We, by contrast, proposed a maximum annual subsidy cap of $1 million - which would drop as the national economy recovers and Convention Center revenue increases. City and county leaders, as well as the local press, should carefully scrutinize both proposals.Our new offer
The city and county staffs involved have never asked us to negotiate our proposed subsidy cap or other elements of the deal to achieve terms they would find more acceptable.
But we get the message. At a meeting Tuesday with elected leaders of the city and county, I'll present a fixed-price contract proposal to manage the Durham Convention Center for the city and county at what we believe they will find a very attractive price. We support the city and county's efforts to be as efficient as possible on behalf of Durham's taxpayers.
Since the financial bottom line has emerged as paramount, Durham's elected officials should instruct their staffs to negotiate with us or rebid the management contract, requiring all bidders to commit to guaranteed, enforceable, annual subsidy caps, as we alone have done.Practical realities
When the Convention Center was built in the 1980s, the hotel was built on top of it. They are essentially one building. The Convention Center and the hotel were intended, designed, and built to operate as one unified facility. Splitting the management of the Convention Center and the hotel is impractical and would result in inferior customer service.
Durham taxpayers benefit from the joint management because Marriott's brand strength helps bring valuable business to the Convention Center. Dividing the management would sacrifice those critical bookings, roughly one-third of the Convention Center's business.
What's more, splitting the management could cost downtown Durham its Marriott. Here's why: We lease from the city and county the space above the Convention Center for the hotel. Under the lease, we are required to maintain our Marriott franchise. And that franchise calls for us to manage the Convention Center.

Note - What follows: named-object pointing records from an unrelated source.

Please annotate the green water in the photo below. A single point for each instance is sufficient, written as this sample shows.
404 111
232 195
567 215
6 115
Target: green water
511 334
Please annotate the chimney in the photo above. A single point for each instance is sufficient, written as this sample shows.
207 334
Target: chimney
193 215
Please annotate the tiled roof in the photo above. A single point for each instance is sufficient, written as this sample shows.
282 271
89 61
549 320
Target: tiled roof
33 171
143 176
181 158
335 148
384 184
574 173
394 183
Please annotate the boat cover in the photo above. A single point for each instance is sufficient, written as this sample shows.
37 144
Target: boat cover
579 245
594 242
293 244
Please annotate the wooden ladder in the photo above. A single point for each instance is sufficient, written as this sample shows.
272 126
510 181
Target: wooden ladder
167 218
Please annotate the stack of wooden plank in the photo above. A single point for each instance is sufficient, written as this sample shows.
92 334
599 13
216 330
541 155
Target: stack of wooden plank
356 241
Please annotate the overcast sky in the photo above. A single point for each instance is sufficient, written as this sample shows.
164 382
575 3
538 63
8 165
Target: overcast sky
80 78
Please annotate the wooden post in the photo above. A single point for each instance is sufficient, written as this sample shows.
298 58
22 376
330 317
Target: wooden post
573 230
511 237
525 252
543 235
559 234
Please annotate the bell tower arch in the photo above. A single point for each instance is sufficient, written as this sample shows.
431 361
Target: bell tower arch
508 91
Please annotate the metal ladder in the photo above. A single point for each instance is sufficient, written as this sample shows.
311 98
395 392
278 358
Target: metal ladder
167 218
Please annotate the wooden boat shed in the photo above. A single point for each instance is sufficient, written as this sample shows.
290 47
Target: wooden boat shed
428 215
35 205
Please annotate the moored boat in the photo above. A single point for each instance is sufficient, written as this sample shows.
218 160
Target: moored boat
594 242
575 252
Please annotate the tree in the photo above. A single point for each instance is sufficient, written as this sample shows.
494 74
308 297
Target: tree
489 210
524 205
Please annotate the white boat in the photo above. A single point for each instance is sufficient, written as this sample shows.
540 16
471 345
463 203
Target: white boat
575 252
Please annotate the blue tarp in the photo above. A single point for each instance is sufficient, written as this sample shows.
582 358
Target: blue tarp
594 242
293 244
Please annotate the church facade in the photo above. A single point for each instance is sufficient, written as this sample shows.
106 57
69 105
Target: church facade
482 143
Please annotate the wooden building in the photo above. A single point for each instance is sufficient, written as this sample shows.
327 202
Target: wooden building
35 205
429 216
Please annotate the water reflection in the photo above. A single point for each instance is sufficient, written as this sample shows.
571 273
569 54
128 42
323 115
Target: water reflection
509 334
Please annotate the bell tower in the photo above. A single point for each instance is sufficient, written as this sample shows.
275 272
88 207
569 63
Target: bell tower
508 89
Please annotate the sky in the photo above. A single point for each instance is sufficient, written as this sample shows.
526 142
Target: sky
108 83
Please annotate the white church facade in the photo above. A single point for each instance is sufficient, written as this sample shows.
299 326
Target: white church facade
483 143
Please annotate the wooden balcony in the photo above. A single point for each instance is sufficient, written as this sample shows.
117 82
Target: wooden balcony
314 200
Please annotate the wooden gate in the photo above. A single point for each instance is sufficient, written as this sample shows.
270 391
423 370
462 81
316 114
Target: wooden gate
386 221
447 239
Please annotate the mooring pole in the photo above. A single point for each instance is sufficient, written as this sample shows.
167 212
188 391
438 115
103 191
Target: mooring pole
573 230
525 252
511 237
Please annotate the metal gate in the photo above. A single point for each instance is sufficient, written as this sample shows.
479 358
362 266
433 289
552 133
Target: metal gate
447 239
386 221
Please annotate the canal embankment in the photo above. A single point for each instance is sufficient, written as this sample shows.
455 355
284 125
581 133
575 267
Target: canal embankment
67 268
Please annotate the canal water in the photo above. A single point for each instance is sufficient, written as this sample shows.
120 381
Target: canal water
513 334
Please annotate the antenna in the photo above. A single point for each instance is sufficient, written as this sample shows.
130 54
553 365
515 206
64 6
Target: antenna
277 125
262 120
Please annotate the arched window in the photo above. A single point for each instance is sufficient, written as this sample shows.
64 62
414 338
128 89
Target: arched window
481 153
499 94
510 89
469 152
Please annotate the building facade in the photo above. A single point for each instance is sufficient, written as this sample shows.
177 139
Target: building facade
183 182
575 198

Losing the Marriott hotel brand as a result of dividing the management would ill-serve the city and the county - while benefiting Durham's competitors throughout the Triangle.Don't go backward
Splitting the management of the Convention Center from the hotel would create an unduly complicated, inefficient, and inferior management structure. It would imperil a vital, unified economic catalyst that has contributed to the rebirth of downtown.
Such a move could not possibly serve well the long-term interests of Durham, its economy, its downtown revitalization, or its taxpayers.
Lance T. Shaner is the chairman and CEO of the Shaner Hotel Group.